Are the Yanomamö the "fierce people"? Or are they the "erotic people," as described by French anthropologist Jacques Lizot, another of Tierney's targets? The problem lies in the phrasing of the question. Humans are not easily pigeonholed into such clear-cut categories. The nature and intensity of our behavior depend on a host of biological, social and historical variables. Chagnon understands this. Tierney does not. Thus, Darkness in El Dorado fails not just because he didn't get the story straight (there are countless factual errors and distortions in the book) but because the book is predicated on a misunderstanding of how science works and of the difference between anecdotes (on which Tierney's book is based) and statistical trends (on which Chagnon's book depends).

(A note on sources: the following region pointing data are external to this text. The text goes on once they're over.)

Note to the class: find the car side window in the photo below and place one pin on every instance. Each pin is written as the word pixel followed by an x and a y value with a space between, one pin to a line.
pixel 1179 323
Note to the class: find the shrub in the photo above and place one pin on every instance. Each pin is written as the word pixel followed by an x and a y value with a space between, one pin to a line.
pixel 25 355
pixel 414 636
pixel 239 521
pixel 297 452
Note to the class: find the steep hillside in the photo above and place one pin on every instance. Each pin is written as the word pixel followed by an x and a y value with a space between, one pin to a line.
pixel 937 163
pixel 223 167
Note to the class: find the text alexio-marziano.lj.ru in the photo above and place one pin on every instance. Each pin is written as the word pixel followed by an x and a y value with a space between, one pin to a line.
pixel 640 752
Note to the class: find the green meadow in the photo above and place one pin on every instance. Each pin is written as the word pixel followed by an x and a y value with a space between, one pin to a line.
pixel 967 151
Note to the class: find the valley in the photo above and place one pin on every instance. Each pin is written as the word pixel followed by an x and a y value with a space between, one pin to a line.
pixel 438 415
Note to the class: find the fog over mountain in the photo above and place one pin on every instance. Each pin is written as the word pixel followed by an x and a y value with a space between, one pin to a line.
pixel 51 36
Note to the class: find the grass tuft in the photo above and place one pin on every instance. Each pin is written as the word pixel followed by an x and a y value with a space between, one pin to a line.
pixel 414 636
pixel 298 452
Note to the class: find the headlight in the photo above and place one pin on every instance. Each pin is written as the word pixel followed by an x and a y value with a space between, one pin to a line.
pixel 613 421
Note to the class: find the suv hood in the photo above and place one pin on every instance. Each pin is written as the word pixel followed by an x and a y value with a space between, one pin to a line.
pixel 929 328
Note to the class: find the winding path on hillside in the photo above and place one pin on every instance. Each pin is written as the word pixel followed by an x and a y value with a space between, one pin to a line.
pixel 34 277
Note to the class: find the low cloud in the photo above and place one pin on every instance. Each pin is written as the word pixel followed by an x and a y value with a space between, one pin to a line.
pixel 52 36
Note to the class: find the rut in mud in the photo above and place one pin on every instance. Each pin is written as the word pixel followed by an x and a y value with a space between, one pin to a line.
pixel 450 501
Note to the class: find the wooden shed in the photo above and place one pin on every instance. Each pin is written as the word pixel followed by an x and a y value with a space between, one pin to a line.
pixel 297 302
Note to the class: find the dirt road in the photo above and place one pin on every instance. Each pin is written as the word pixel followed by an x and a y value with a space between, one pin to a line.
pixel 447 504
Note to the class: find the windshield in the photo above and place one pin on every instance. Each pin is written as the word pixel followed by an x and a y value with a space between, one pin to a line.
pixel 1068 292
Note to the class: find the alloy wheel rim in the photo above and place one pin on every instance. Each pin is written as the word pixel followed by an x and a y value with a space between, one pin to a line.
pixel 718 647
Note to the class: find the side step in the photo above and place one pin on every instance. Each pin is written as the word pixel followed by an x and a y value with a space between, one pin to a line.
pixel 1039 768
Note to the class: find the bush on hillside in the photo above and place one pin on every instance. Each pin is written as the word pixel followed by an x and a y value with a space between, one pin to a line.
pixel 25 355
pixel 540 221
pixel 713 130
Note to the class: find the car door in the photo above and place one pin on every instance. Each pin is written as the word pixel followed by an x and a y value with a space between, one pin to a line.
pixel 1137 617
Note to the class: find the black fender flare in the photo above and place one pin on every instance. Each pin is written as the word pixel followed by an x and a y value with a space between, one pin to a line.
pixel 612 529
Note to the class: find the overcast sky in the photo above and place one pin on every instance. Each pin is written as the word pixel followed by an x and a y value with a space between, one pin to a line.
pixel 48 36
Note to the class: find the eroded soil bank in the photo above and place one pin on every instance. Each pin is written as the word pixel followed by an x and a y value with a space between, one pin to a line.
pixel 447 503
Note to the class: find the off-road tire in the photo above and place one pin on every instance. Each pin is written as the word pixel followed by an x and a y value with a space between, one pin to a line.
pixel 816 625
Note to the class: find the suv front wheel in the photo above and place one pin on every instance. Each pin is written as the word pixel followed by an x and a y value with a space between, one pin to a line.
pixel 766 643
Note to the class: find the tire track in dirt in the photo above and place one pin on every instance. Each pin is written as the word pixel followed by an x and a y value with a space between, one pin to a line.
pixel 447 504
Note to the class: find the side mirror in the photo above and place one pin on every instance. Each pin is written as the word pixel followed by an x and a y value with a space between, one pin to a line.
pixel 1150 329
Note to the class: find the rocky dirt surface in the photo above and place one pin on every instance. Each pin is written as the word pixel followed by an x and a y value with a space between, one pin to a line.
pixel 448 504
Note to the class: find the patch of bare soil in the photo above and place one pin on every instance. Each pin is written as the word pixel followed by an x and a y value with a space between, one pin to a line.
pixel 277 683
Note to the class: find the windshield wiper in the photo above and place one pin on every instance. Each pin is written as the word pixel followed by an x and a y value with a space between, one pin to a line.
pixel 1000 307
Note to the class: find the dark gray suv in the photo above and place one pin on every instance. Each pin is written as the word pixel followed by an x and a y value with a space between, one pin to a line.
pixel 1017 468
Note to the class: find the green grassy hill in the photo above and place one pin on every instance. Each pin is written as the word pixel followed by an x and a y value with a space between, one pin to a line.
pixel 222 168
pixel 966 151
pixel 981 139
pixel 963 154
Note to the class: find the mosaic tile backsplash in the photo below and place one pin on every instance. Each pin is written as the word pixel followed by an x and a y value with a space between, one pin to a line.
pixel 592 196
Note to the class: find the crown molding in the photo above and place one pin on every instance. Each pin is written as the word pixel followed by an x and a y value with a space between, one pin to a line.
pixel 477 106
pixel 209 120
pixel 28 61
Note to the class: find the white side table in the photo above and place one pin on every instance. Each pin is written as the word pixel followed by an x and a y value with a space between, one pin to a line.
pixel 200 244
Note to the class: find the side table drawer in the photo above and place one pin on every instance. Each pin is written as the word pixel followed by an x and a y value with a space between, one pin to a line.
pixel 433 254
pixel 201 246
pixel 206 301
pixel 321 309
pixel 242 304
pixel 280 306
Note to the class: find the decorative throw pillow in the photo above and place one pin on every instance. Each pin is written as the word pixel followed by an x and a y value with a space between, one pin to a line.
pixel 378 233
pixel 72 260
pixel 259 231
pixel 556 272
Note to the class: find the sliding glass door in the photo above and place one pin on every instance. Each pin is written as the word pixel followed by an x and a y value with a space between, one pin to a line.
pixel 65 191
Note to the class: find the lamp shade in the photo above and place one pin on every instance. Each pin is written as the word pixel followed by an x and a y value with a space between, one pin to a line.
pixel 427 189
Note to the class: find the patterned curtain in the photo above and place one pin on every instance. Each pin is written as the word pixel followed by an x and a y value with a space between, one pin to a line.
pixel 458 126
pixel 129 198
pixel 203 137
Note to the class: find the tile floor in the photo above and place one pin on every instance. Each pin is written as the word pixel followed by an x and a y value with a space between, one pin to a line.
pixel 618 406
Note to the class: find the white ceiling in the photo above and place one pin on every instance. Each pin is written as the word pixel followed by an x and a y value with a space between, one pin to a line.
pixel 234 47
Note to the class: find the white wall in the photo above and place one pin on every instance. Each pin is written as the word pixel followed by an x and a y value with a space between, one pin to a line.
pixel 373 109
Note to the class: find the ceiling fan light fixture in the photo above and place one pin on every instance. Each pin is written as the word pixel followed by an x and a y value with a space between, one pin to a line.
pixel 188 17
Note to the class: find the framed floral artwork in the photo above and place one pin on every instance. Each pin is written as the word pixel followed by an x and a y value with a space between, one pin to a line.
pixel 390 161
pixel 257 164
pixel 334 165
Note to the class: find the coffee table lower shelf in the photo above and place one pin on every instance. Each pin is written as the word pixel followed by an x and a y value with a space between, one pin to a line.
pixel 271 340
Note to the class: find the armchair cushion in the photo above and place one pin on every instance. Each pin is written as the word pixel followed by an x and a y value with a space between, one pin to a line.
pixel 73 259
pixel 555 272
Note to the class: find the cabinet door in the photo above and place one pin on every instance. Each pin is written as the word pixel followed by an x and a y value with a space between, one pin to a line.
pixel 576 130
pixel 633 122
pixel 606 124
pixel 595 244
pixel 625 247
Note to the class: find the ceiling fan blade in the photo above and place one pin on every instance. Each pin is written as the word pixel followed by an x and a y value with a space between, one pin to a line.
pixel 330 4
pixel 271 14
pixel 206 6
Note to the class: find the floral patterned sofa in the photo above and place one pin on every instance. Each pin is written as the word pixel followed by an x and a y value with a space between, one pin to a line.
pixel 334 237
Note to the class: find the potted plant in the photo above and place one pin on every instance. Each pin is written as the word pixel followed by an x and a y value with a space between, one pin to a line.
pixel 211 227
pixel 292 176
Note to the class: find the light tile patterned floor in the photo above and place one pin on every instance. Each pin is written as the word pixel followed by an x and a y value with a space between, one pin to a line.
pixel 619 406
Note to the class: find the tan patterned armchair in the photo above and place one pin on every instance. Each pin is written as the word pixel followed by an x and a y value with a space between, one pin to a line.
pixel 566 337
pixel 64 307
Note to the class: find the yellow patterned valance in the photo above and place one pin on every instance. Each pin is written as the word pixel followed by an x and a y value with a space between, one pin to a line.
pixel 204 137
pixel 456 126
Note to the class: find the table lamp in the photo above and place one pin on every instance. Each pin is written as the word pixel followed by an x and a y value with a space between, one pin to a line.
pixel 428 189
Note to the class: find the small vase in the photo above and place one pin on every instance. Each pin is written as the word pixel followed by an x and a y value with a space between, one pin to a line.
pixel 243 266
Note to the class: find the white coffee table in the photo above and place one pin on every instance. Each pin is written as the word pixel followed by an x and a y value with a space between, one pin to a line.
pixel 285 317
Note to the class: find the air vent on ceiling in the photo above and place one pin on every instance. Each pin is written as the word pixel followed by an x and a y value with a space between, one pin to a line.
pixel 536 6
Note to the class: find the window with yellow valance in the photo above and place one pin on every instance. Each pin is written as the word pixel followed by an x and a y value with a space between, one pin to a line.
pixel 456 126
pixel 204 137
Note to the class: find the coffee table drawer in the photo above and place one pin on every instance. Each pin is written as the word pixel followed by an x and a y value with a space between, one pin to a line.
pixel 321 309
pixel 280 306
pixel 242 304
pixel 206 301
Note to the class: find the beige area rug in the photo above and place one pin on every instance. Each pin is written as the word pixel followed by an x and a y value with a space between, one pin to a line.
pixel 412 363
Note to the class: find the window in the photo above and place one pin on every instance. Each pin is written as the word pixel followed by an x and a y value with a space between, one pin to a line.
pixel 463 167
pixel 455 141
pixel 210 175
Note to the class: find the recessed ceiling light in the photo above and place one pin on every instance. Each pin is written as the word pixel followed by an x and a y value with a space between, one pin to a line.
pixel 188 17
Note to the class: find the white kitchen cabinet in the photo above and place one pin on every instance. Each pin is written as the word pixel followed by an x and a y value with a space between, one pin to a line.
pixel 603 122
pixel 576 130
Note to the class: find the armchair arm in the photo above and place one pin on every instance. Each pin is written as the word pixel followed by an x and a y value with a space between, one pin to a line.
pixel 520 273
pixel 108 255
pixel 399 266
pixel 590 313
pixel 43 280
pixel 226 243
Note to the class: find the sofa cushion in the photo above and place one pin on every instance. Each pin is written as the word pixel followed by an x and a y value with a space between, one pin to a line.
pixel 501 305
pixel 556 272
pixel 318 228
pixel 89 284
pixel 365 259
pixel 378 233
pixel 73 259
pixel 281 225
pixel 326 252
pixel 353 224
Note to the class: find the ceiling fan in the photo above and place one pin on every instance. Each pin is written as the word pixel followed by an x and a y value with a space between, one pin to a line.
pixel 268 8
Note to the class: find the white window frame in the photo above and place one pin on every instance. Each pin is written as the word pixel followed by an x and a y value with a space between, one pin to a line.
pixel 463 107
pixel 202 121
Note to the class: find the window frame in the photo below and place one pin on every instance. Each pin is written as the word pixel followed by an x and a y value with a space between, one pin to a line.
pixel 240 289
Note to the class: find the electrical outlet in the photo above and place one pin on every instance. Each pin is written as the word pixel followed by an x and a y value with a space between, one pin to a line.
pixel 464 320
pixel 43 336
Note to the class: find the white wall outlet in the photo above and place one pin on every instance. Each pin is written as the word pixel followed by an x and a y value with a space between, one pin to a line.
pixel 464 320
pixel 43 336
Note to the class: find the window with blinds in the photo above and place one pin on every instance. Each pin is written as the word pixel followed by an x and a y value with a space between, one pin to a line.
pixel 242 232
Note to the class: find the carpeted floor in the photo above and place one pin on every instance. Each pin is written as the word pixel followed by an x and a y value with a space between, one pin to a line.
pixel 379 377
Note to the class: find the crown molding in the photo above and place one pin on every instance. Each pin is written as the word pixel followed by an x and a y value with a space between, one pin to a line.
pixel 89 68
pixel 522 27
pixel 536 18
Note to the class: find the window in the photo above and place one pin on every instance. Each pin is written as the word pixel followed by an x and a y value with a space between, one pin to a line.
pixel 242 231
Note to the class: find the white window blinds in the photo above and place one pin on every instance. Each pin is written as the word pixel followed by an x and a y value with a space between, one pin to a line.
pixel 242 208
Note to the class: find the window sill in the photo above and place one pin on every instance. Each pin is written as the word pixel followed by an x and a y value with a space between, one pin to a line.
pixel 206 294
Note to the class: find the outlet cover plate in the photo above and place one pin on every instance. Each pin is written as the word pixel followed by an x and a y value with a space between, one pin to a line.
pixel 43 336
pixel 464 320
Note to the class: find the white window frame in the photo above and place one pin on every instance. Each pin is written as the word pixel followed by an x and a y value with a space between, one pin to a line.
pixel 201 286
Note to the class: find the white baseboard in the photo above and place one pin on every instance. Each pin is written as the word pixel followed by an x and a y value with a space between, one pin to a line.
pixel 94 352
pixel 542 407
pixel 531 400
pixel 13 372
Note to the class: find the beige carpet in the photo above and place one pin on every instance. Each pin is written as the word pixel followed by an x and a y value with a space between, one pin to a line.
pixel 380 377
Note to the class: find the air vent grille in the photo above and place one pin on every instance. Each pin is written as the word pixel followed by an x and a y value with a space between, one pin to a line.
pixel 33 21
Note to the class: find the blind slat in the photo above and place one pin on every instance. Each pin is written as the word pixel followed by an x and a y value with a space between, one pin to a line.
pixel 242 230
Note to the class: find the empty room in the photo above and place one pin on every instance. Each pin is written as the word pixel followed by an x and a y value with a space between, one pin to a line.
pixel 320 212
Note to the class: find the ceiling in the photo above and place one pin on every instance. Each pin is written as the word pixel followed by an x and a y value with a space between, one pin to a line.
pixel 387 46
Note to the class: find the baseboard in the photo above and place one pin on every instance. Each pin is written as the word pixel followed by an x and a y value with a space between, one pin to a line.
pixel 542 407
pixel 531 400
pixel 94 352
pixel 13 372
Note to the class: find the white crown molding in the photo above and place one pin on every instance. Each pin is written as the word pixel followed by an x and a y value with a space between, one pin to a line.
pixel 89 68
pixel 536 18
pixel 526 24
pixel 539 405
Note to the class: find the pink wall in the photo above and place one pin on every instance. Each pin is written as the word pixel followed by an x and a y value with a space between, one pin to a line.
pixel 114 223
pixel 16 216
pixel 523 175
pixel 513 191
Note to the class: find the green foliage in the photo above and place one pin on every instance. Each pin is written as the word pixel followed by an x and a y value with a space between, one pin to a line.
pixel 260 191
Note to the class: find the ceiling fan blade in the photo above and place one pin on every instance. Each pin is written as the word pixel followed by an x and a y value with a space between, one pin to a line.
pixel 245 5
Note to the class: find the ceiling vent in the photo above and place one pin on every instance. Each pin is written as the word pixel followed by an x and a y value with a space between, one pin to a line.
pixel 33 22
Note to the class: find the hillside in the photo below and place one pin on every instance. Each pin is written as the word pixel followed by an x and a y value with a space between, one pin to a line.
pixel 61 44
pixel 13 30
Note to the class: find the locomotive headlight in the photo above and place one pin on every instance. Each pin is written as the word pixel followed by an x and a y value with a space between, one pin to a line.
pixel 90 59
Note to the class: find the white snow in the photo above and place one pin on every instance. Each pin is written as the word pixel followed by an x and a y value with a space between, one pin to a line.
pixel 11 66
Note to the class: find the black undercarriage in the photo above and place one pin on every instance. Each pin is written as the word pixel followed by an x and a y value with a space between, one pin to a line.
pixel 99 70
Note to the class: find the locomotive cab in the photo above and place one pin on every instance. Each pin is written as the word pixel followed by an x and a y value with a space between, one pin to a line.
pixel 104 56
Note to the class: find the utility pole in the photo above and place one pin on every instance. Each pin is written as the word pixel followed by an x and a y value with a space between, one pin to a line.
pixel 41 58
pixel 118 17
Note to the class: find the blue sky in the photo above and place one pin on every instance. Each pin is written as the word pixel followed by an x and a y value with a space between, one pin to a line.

To be sure, Tierney is a good storyteller, but this is what makes his attack on science so invidious. Because humans are storytelling animals, we are more readily convinced by dramatic anecdotes than by dry data. Many of his stories enraged me ... until I checked Tierney's sources myself. For example, Tierney accuses Chagnon of using the Yanomamö to support a sociobiological model of an aggressive human nature. Yet the primary sources in question show that Chagnon's deductions from the data are not so crude. Even on the final page of his chapter on Yanomamö warfare, Chagnon inquires about "the likelihood that people, throughout history, have based their political relationships with other groups on predatory versus religious or altruistic strategies and the cost-benefit dimensions of what the response should be if they do one or the other." He concludes: "We have the evolved capacity to adopt either strategy." These are hardly the words of a hidebound ideologue bent on indicting the human species.

The fourth edition of Chagnon's classic carries no subtitle. Had he determined that the Yanomamö were not "the fierce people" after all? No. He realized that too often people "might get the impression that being 'fierce' is incompatible with having other sentiments or personal characteristics like compassion, fairness, valor, etc." As his opening chapter notes, the Yanomamö "are simultaneously peacemakers and valiant warriors." Like all people, the Yanomamö have a deep repertoire of responses. My conclusion is that Chagnon's view of the Yanomamö is basically supported by the evidence. His data and interpretations are corroborated by many other anthropologists. Even at their "fiercest," however, the Yanomamö are not so different from many other peoples around the globe. Yanomamö violence is certainly no more extreme than that of our Paleolithic ancestors, who appear to have brutally butchered one another with abandon. If recorded history is any measure of "fierceness," the Yanomamö have got nothing on Western "civilization."

Homo sapiens are the erotic-fierce people, making love and war too often for our own good. Fortunately, we now have the scientific tools to illuminate our true natures and to help us navigate the treacherous shoals of surviving the transition from a state society to whatever comes next.